409. Bruce Springsteen - Darkness on the Edge of Town (1978)

















Track Listing

1. Badlands
2. Adam Raised A Cain
3. Something In The Night
4. Candy's Room
5. Racing In The Street
6. Promised Land
7. Factory
8. Streets Of Fire
9. Prove It All Night
10. Darkness On The Edge Of Town

Review

Well I don't understand myself, but I have been fucking loving Bruce Springsteen. It really shouldn't be my kind of thing but it is. But then I start seeing parallels to the type of things I like, Adam Raised A Cain sounds like Nick Cave And The Bad Seeds, for example, trust me it does. But I don't really need parallels to anything else to say that Springsteen makes some pretty amazing music.

His previous album on the list, Born To Run, was a huge epic thing, later spoofed by Meat Loaf on Bat Out Of Hell, but it was a quality album. Here Springsteen tones it down a notch and goes to a darker place inside himself, the songs are still beautiful and imbued with an inner strength that is hard to beat, but they are not blindingly flashy like in Born To Run, this is definitely a more intimate affair.

Bruce keeps exploring his lyrical universe of the industrial working class and its desire for escapism, be that escapist by the means of cars or passion, and again cars and girls are pretty much what this is all about, but unlike in Born To Run it all goes to shit here, but no one ever managed to make so many great songs with such lyrical depth about just two, not particularly deep, things. He must really love them.

Track Highlights

1. Candy's Room
2. Badlands
3. Darkness on the Edge of Town
4. Adam Raised a Cain

Final Grade

10/10

Trivia

From Wikipedia:

Darkness on the Edge of Town. Sales were not as high as Born to Run, but the album still did better than was expected. The extroverted optimism which was a hallmark of Born to Run was absent with a vengeance from Darkness on the Edge of Town. With its haunting themes of regret, failure and dashed hopes, many Springsteen aficionados consider this to be his finest album.
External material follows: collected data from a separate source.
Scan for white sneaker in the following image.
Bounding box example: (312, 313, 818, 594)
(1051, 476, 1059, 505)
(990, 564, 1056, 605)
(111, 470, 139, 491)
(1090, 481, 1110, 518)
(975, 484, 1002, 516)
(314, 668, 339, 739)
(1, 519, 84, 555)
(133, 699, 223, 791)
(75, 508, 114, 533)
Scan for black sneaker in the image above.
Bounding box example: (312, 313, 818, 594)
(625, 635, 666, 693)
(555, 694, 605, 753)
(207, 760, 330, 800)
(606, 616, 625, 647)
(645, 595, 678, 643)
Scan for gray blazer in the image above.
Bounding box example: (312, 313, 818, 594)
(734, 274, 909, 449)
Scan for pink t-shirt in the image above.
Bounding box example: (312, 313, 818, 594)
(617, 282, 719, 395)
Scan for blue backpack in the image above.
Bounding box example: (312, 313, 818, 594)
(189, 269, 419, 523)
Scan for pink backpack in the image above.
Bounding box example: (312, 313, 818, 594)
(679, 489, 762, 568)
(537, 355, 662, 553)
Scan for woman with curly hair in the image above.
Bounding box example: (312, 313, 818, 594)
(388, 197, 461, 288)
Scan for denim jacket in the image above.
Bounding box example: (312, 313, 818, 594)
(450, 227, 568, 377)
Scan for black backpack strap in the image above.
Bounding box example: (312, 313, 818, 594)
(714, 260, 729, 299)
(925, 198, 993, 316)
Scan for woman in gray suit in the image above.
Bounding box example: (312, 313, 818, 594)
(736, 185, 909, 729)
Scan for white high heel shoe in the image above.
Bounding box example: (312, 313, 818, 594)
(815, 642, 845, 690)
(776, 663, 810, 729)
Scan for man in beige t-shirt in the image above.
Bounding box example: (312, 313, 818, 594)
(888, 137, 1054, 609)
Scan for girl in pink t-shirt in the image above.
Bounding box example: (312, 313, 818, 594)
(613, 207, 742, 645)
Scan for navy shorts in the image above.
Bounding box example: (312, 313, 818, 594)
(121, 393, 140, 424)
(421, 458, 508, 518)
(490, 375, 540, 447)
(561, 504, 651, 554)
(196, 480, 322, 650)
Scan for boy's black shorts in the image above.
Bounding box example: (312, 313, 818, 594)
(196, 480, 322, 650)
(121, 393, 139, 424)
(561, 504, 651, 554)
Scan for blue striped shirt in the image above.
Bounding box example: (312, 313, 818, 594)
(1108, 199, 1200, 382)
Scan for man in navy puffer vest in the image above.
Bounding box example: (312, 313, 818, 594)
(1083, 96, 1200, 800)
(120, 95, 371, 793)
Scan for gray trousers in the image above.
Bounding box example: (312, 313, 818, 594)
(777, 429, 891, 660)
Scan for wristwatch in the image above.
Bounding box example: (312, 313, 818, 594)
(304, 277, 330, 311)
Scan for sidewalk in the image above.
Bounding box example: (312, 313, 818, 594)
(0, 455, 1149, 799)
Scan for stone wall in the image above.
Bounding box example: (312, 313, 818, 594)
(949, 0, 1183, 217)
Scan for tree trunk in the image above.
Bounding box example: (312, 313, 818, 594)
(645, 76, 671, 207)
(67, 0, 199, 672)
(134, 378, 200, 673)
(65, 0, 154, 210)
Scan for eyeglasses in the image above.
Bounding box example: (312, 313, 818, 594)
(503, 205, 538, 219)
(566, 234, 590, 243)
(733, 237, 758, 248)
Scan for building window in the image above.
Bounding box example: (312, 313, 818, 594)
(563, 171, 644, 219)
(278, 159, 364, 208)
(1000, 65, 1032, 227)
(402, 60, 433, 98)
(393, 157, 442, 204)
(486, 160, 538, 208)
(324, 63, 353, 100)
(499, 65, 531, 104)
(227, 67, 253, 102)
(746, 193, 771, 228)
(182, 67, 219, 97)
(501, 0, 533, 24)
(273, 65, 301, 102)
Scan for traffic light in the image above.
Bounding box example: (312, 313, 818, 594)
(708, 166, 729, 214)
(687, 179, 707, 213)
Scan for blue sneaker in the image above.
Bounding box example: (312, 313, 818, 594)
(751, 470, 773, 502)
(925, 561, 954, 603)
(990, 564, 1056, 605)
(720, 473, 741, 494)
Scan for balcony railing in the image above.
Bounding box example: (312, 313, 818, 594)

In terms of the original LP's sequencing, Springsteen continued his "four corners" approach from Born to Run, as the songs beginning each side ("Badlands" and "The Promised Land") were martial rallying cries to overcome circumstances, while the songs ending each side ("Racing in the Street", "Darkness on the Edge of Town") were sad dirges of circumstances overcoming all hope.


Candy's Room:

2 comments:

Matthew said...

I know what you mean. I'm the guy who posted on your Born to Run review. The more of his stuff I hear, the more compelled I am to dive further into his discography. I'll probably grab this and his new album later this week.

Born in the USA must just be some godawful fluke. Is it on the list?

Francisco Silva said...

Born In the USA is indeed on the list! Looking forward to the lovely mid-80's.